Em carta a um amigo, Abelardo se refere a esse fato como um monstruoso espetáculo. Ao refletir sobre ele, pensava na triste condição do eunuco perante Deus, prescrita no Deuteronômio: “o homem com testículos esmagados ou com o membro viril cortado não poderá entrar na assembleia de Iahweh.”

A extrema vergonha, mais do que a vocação – confidencia na carta – foi, a princípio, o que levou Abelardo a abandonar o magistério para se tornar monge. E convencer Heloísa– ou ordenar a esposa, como se pode deduzir das cartas entre eles – a tomar o véu em um convento, chegando a ser abadessa.

Muito antes de entrar no convento, Heloísa era estudiosa da bíblia. Não apenas lia a Sagrada Escritura, mas gostava de levantar questionamentos sobre o texto, difíceis de se responder. E Abelardo, com sua filosofia de problematização dos universais, dizia que o questionamento constante era a primeira chave para a sabedoria.

Um dos questionamentos de Heloísa, testado com a própria vida, era sobre a ética da intenção. Se um ato pode ser ao mesmo tempo legítimo e culpável. Ela não sentia culpa por amar, como diz em carta ao marido: “sou muito culpada, mas, como sabes, sou muito inocente, pois no delito, o que conta não é o que é feito, mas a intenção do agente.” Ele, porém, parecia pensar como destaca o filme: “perdoe-nos, Pai, por termos amado.”

Gosto de conversar sobre religião com meu genro. Ainda mais por ele ser questionador. Dias atrás, mostrei a ele e a minha filha um comentário do editor do meu livro, ainda no prelo, escrito em honra a Nossa Senhora, que considera o livro uma ode à espiritualidade, à pureza e à beleza da fé. Na ocasião, falamos sobre documentos da Igreja que não atribuem o título de corredentora a Maria Santíssima.

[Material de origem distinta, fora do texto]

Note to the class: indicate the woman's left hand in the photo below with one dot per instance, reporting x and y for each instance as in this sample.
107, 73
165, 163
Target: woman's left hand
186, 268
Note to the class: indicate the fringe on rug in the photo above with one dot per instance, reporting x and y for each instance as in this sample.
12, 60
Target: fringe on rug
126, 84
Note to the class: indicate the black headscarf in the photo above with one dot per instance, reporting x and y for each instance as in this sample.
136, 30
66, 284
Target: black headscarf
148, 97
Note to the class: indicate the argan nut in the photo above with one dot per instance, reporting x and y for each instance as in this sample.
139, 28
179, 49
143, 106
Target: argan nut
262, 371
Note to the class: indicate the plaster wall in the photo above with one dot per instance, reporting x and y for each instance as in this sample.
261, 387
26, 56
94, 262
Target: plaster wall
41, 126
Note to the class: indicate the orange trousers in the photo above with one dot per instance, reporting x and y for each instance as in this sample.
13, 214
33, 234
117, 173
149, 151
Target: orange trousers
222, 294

Na semana seguinte, o Vaticano publicou a Nota doutrinal Mater Populi Fidelis. Em resposta a consultas sobre a devoção mariana, a Igreja achou por bem, numa “profunda fidelidade à identidade católica”, e num “particular esforço ecumênico”, esclarecer que não se deve chamar Maria de corredentora. Pois “um olhar dirigido a ela que nos distraia de Cristo, ou a coloque no mesmo nível do Filho de Deus, ficaria fora da dinâmica própria de uma fé autenticamente mariana”. Nada disso, como observa o texto, diminui ou ofende Maria, porque “todo o seu ser reporta ao seu Senhor”.

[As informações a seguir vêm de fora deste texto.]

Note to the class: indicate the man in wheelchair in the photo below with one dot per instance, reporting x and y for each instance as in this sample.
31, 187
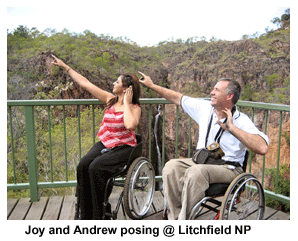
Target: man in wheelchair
224, 136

Logo que viu na internet, meu genro me enviou um whatsapp com a notícia sobre a Nota doutrinal. E indagou se eu sabia que ela ia ser publicada. Eu respondi que não tinha como saber. Mas fiquei satisfeito em ver que um tema tratado em meu livro estava sendo objeto de tanto interesse. Fiquei triste, porém, quando me deparei com bate-bocas rasos e impertinentes sobre o assunto em redes sociais. Questionamento constante é chave da sabedoria. Mas só funciona unido às chaves do respeito e da humildade.